A number of challenges related to tackling online disinformation were presented, including
challenges related to existing online platforms – where is the liability / who takes the responsibility; What are the tools and techniques required for overcoming disinformation; Skills – digital literacy; and how to reach out into the Public sphere and the news media ecosystem.

Prof. Shahin involved the audience in an interesting poll about how to face online disinformation. A number of answers were recorded from the participants on the following possible solutions:

• Through self-regulation (5.2 /10, where 10 is strongly agree);
• Through support to quality journalism (7.7 /10);
• Through regulation (5.0 /10);
• Through education (8.7 /10);
• Non-intervention – the marketplace of ideas will deal with it (2.8 /10).

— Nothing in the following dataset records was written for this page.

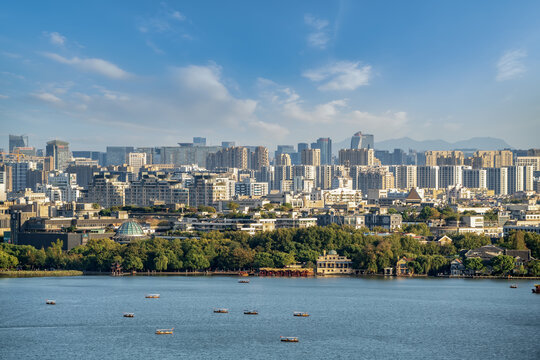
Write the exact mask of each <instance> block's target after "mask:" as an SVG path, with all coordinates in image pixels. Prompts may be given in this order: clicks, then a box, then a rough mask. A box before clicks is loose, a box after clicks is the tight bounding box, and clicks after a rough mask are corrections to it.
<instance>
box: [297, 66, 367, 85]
mask: <svg viewBox="0 0 540 360" xmlns="http://www.w3.org/2000/svg"><path fill="white" fill-rule="evenodd" d="M302 75H303V76H304V77H306V78H308V79H310V80H311V81H313V82H317V83H321V85H319V87H318V89H319V90H323V91H324V90H355V89H357V88H358V87H360V86H366V85H368V84H369V78H370V76H371V66H370V65H362V64H361V63H360V62H351V61H339V62H335V63H332V64H329V65H327V66H324V67H321V68H318V69H313V70H307V71H305V72H304V73H303V74H302Z"/></svg>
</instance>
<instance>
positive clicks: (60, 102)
mask: <svg viewBox="0 0 540 360" xmlns="http://www.w3.org/2000/svg"><path fill="white" fill-rule="evenodd" d="M31 95H32V96H33V97H34V98H36V99H38V100H42V101H45V102H48V103H52V104H60V103H61V102H62V99H60V98H59V97H58V96H56V95H54V94H51V93H47V92H40V93H35V94H31Z"/></svg>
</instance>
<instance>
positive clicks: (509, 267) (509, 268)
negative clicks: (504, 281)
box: [491, 255, 515, 274]
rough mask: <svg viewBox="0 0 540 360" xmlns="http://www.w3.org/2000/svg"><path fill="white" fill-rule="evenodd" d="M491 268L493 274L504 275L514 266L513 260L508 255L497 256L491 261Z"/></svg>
mask: <svg viewBox="0 0 540 360" xmlns="http://www.w3.org/2000/svg"><path fill="white" fill-rule="evenodd" d="M491 266H492V267H493V272H494V273H495V274H506V273H508V272H509V271H511V270H512V269H513V268H514V266H515V261H514V258H513V257H511V256H508V255H498V256H495V257H494V258H492V259H491Z"/></svg>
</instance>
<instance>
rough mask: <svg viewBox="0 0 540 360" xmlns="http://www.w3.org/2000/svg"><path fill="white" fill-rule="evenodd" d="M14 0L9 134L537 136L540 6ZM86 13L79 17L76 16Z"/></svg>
mask: <svg viewBox="0 0 540 360" xmlns="http://www.w3.org/2000/svg"><path fill="white" fill-rule="evenodd" d="M391 10H392V11H389V7H388V6H387V4H382V3H374V2H355V1H336V2H308V3H306V2H294V3H289V2H272V3H261V2H249V1H239V2H233V3H229V2H211V3H208V6H200V4H197V3H190V2H182V3H179V2H132V1H129V2H126V1H123V2H120V1H119V2H106V1H97V2H91V3H90V2H88V3H84V2H68V1H65V2H60V3H56V6H52V5H51V4H50V3H46V2H34V3H32V4H31V5H30V4H29V3H27V2H4V3H2V4H1V5H0V20H1V21H0V33H1V34H2V35H0V47H1V52H0V68H1V72H0V118H1V121H2V127H1V129H0V139H1V141H2V144H3V145H2V146H0V147H3V148H7V143H6V142H5V141H6V140H5V139H7V135H8V134H26V135H28V136H29V138H30V139H31V142H32V144H33V145H34V146H36V145H37V146H43V145H42V144H44V143H45V142H46V141H48V140H50V139H54V138H58V139H63V140H66V141H68V142H70V143H71V144H72V148H73V149H75V150H77V149H79V150H81V149H84V150H103V149H104V148H105V146H106V145H132V146H164V145H175V144H176V143H177V142H187V141H190V140H191V138H192V137H193V136H204V137H206V138H207V139H208V143H209V144H220V143H221V141H224V140H227V141H235V142H236V143H237V144H245V145H255V144H261V145H265V146H269V147H270V148H274V147H275V146H276V145H277V144H280V143H281V144H284V143H291V144H295V143H297V142H301V141H311V140H312V139H316V138H318V137H321V136H323V137H331V138H332V139H333V140H334V141H335V142H339V141H341V140H344V139H346V138H348V137H350V135H351V134H352V133H354V132H356V131H358V130H362V131H364V132H367V133H373V134H375V135H376V136H377V139H378V140H385V139H394V138H401V137H405V136H407V137H411V138H413V139H415V140H426V139H442V140H446V141H450V142H454V141H459V140H465V139H469V138H471V137H496V138H501V139H503V140H505V141H506V142H507V143H508V144H510V145H511V146H512V147H515V148H531V147H534V146H535V145H537V144H538V142H537V134H538V132H539V130H540V127H539V124H540V121H538V111H539V105H538V104H540V99H539V94H540V91H539V90H540V89H539V85H538V84H540V78H539V77H540V74H539V72H538V66H537V65H538V58H539V51H540V46H539V44H540V42H539V37H540V30H539V27H538V22H537V16H536V14H538V12H539V10H540V4H538V2H534V1H525V2H520V4H519V6H514V5H512V4H509V3H506V2H502V1H497V2H492V3H490V6H489V7H486V6H485V4H484V3H481V2H466V1H458V2H449V3H437V4H431V5H430V6H425V4H423V3H422V2H416V1H415V2H402V3H401V2H396V3H393V4H392V6H391ZM75 24H76V26H74V25H75Z"/></svg>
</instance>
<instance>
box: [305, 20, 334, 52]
mask: <svg viewBox="0 0 540 360" xmlns="http://www.w3.org/2000/svg"><path fill="white" fill-rule="evenodd" d="M304 22H305V24H306V25H308V26H309V27H310V28H311V33H309V35H308V38H307V41H308V44H309V45H310V46H312V47H315V48H319V49H324V48H326V45H327V44H328V41H330V36H329V32H328V24H329V23H328V21H327V20H324V19H319V18H317V17H315V16H313V15H311V14H306V15H304Z"/></svg>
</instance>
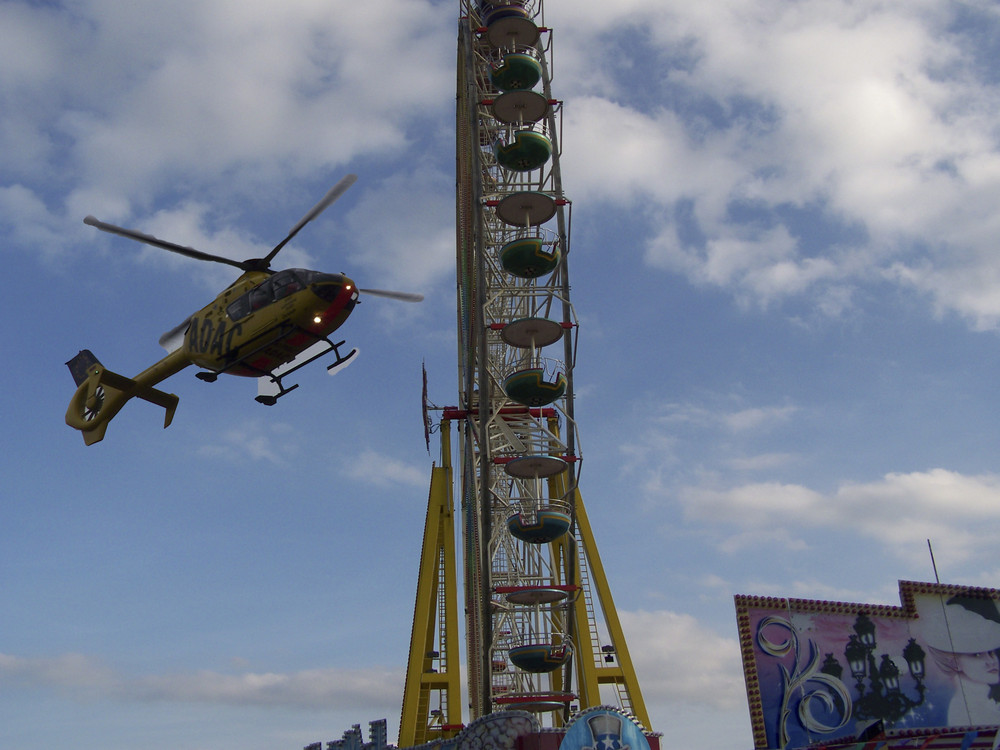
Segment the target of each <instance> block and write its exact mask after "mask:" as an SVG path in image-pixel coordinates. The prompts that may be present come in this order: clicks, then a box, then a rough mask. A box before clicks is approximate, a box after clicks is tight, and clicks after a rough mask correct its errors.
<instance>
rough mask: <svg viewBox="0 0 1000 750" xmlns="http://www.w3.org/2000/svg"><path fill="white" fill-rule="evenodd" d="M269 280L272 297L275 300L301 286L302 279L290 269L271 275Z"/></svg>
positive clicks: (292, 292)
mask: <svg viewBox="0 0 1000 750" xmlns="http://www.w3.org/2000/svg"><path fill="white" fill-rule="evenodd" d="M270 282H271V286H272V288H273V289H274V298H275V299H276V300H279V299H282V298H284V297H287V296H288V295H289V294H292V293H294V292H297V291H299V290H300V289H302V288H303V284H302V281H301V280H300V279H299V277H298V276H297V275H296V274H295V272H294V271H291V270H286V271H279V272H278V273H276V274H274V276H272V277H271V279H270Z"/></svg>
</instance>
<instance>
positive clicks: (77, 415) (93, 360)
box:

The following Human Values were identified in relation to this topic
  • V1. Authenticity
  • V2. Authoritative
  • V3. Diversity
  • V4. Transparency
  • V5. Trustworthiness
The following Challenges were identified in relation to these Human values
  • C1. We are living in a world of sensationalism and negativity [V1, V2, V4, V3]
  • C2. Advertising does not equal content trustworthiness (e.g. google a product and you may find a review that is a hidden advertisement disguised a review) [V1, V2, V4, V5]
  • C3. Creation of needs is still largely based on or driven by large entities [V3, V5]
  • C4. Authority of the platform [V1, V2, V5]
  • C5. Information overload [V3]
  • C6. Open / Democratised Algorithms [V3, V4]
The participants identified a number of Potential Solutions to address the challenges
  • S1. Reputation meter for ranking information [C1, C4, C6]
  • S2. Control (at certain times) [C6]
A number of known initiatives / projects were identified addressing the solutions
  • I1. Global Internet Policy Observatory (GIPO)
  • I2. Fact-checking organisations [S1]
Identified Gaps
  • G1. Education [C1]
  • G2. Integration between technology and human intervention [S1, S2]
  • G3. Means of control [S2]
R&I Needs to fill the gaps
  • R1. Supervisor (AI supported) [I2]
  • R2. Who is addressing the human / social effect

Figure 5: Human Values, Challenges, Solutions, Initiatives, Gaps and R&I needs related to Tackling online disinformation – an EU approach.

Conclusions

The session on Better Search For Trustworthy Content And Objects Discovery has identified a number of important research and innovation (R&I) topics for the NGI initiative. These include the following:
• Techniques and tools for semantic data organisation in a mixed environment (cloud + local storage) linked by their semantic “meaning”, especially considering human values like privacy and fairness and adhering to GDPR requirements and taking into account advances in low power-based systems e.g. IoT devices;
• Remote / Automated enforcement of data handling rules; using AI to extract semantic meaning and innovative solutions to contextually manage data release;
• Ensuring correctness and authenticity of entire value chain verification mechanisms to ensure accuracy; would blockchain technologies be feasible for next generation systems based on low power;
• Distributed Ledger Technologies for open platforms;
• Advanced semantic search technologies;
• Specialised Search technologies and tools (e.g. IoT, Big Data, AI, …);
• Supervisor systems (e.g. AI supported) for tackling online disinformation;
• Work is needed to address the human / social effect of living in an era of sensationalism and receiving regular online disinformation;
• Innovative uses of blockchain technologies to support traceability of data and information.

These R&I topics will feed into the NGI Consultation platform and Knowledge base of the SpeakNGI.eu project and to the RIA on Search and Discovery (expected to start in November, 2018.)